Cameras recognize a pedestrian by their visual silhouette and can determine the direction of their gaze or movement, but they work worse in complete darkness or fog. Ultrasonic sensors do not know that it is a person in front of them, but they instantly capture the appearance of any physical body near the bumper, regardless of lighting. Thanks to the markup of dynamic obstacles, the parking AI is capable of capturing a sharp reduction in distance to a pedestrian's legs in milliseconds and activating the brakes even before the driver orients themselves via mirrors. 

Are there specific object materials that reflect ultrasound poorly, and how are they marked in a "parking sensor dataset"? 

Materials with a soft or porous texture, such as thick clothing of pedestrians, animal fur, foam rubber, or bushes, intensively absorb sound waves instead of reflecting them. Such objects return a very weak, decaying echo that the AI can easily confuse with ordinary noise.

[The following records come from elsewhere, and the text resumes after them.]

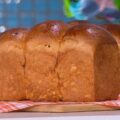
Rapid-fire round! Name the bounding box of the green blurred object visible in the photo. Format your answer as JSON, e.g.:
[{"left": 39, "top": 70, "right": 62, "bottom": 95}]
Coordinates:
[
  {"left": 114, "top": 0, "right": 120, "bottom": 10},
  {"left": 64, "top": 0, "right": 73, "bottom": 17}
]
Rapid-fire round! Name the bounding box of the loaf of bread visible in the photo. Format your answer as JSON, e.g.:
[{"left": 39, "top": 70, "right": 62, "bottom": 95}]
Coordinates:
[
  {"left": 0, "top": 21, "right": 120, "bottom": 102},
  {"left": 25, "top": 21, "right": 67, "bottom": 101},
  {"left": 101, "top": 24, "right": 120, "bottom": 97},
  {"left": 57, "top": 24, "right": 119, "bottom": 101}
]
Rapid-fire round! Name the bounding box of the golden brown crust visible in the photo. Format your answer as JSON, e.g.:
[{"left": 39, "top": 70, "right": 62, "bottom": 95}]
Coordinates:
[
  {"left": 57, "top": 24, "right": 119, "bottom": 101},
  {"left": 0, "top": 28, "right": 27, "bottom": 101},
  {"left": 26, "top": 21, "right": 66, "bottom": 101},
  {"left": 68, "top": 20, "right": 89, "bottom": 27}
]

In the annotation process, such specific decaying signals are marked with a special class "absorbing obstacle" to teach the model to be maximally sensitive to weak amplitude spikes. 

What is a "sensor blind zone" at ultra-short distances, and how is it compensated for during markup? 

The blind zone of an ultrasonic sensor occurs directly near its surface because the sensor cannot simultaneously emit a wave and receive its echo. During the development of automated parking, this shortcoming is compensated for by maintaining the movement history of the vehicle. In annotated datasets, the trajectory is sequentially marked: if an object was captured at a distance of 30 cm and then disappeared during approach, the AI model remembers its virtual presence in the blind zone and keeps the brakes activated.  

How are noises from different types of asphalt surfaces (gravel, cobblestones, smooth concrete) filtered during the markup process? 

Rough gravel or historic cobblestones create a huge number of chaotic, small reflections of sound, which look like solid information noise called ground clutter on a spectrogram. Experienced annotators use frequency filtering algorithms to separate this low-amplitude background hum from the clear, strong signals of real obstacles. The AI model is trained on many types of surfaces so that it can automatically cut off "noise under the wheels" without reducing the overall sensitivity of the system. 

In what way are moving obstacles (for example, another car backing up) marked in a dataset for low-speed ADAS? 

To mark dynamic objects in low-speed ADAS annotation, frame-by-frame markup of sequences is used. Each acoustic pulse is marked as part of a temporal track where the Doppler effect – the change in frequency of the reflected wave depending on the closing speed of objects – is captured. This allows the parking AI to instantly calculate whether an object is stationary or moving toward the car, and to forecast the time until a potential collision. 

What automation tools are used to accelerate the markup process for large volumes of ultrasonic data? 

To speed up the work, engineers use automatic pre-markup algorithms built on the basis of geometric triangulation and data from LiDAR. The computer independently calculates the approximate distance to objects based on the lidar point cloud and places primary markers on ultrasonic graphs. The human annotator plays the role of a validator in this process: they only correct automation errors, clean complex echo anomalies, and confirm the accuracy of the final data package.